Antonelli triumphiert in miami – ist dies der beginn einer neuen ära?

Kimi Antonelli hat in Miami Geschichte geschrieben. Der 19-jährige italienische Pilot dominierte das Rennen von Anfang an und sicherte sich den Sieg mit beeindruckender Überlegenheit. Ein Triumph, der nicht nur seine Konkurrenten überraschte, sondern auch Fragen aufwirft: Ist Antonelli wirklich bereit, Sebastian Vettel als jüngsten Formel-1-Weltmeister abzulösen?

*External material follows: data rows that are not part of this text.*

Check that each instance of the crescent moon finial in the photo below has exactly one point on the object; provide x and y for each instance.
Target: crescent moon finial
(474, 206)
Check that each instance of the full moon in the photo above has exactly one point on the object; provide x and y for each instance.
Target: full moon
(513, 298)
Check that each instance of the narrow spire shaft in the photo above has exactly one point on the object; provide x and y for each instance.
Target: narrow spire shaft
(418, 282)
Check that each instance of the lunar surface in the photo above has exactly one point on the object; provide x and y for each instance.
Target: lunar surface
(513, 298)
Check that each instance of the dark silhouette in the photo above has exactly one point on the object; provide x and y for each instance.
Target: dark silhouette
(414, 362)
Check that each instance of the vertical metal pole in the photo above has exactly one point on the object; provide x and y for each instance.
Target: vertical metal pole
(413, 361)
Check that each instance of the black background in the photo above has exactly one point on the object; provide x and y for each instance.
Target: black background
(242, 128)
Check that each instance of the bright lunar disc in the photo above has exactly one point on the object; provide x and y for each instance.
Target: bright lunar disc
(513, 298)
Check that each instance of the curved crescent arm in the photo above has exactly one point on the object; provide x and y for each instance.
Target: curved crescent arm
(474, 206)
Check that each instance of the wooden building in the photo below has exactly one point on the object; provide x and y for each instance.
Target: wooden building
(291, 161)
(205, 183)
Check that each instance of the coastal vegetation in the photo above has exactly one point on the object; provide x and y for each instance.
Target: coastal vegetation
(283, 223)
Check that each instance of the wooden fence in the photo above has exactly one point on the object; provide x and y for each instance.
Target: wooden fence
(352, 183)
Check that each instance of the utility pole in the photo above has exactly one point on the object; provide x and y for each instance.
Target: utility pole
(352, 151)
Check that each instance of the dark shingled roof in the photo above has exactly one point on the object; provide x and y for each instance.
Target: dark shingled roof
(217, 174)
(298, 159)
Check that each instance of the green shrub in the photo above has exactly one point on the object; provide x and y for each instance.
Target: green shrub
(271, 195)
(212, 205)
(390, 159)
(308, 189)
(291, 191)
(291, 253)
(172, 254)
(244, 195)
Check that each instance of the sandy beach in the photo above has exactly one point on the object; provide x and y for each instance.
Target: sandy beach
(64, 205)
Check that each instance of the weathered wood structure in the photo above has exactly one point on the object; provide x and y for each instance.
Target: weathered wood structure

Ein hattrick, der sprachlos macht

Drei Rennen, drei Siege, drei Pole-Positionen – Kimi Antonelli präsentiert sich als eine Naturgewalt. In Miami ließ er seine Gegner hinter sich, obwohl ihm der Start nicht optimal gelang. Ein kleiner Patzer, der aber angesichts seiner Gesamtleistung kaum ins Gewicht fiel. Er entkam der Champagnerdusche, indem er geschickt hinter einer italienischen Flagge Schutz suchte – ein Bild, das die Schlagzeilen füllte.

Die Zahlen sprechen für sich: Antonelli ist der jüngste Pole-Sitter, der jüngste WM-Führende und der einzige Fahrer in der Geschichte der Formel 1, der seine ersten drei Rennen von den ersten drei Pole-Positionen gewonnen hat. Der Corriere della Sera überschlug sich in seiner Heimat Italien förmlich mit Lob: „Kimi, wieder ein Meisterwerk!“

Toto wolffs schützling unter druck

Toto wolffs schützling unter druck

Schon in jungen Jahren erkannte Toto Wolff Antonellis Potenzial und nahm ihn unter seine Fittiche. Der Mercedes-Teamchef hat den Teenager seit seinem elften Lebensjahr betreut und ihm zu einem gefürchteten Gegner geformt. In Miami stand Antonelli unter besonderem Druck, denn McLaren-Pilot Lando Norris, beflügelt von einem umfangreichen Upgrade-Paket, klebte ihm bis zum Schluss im Nacken.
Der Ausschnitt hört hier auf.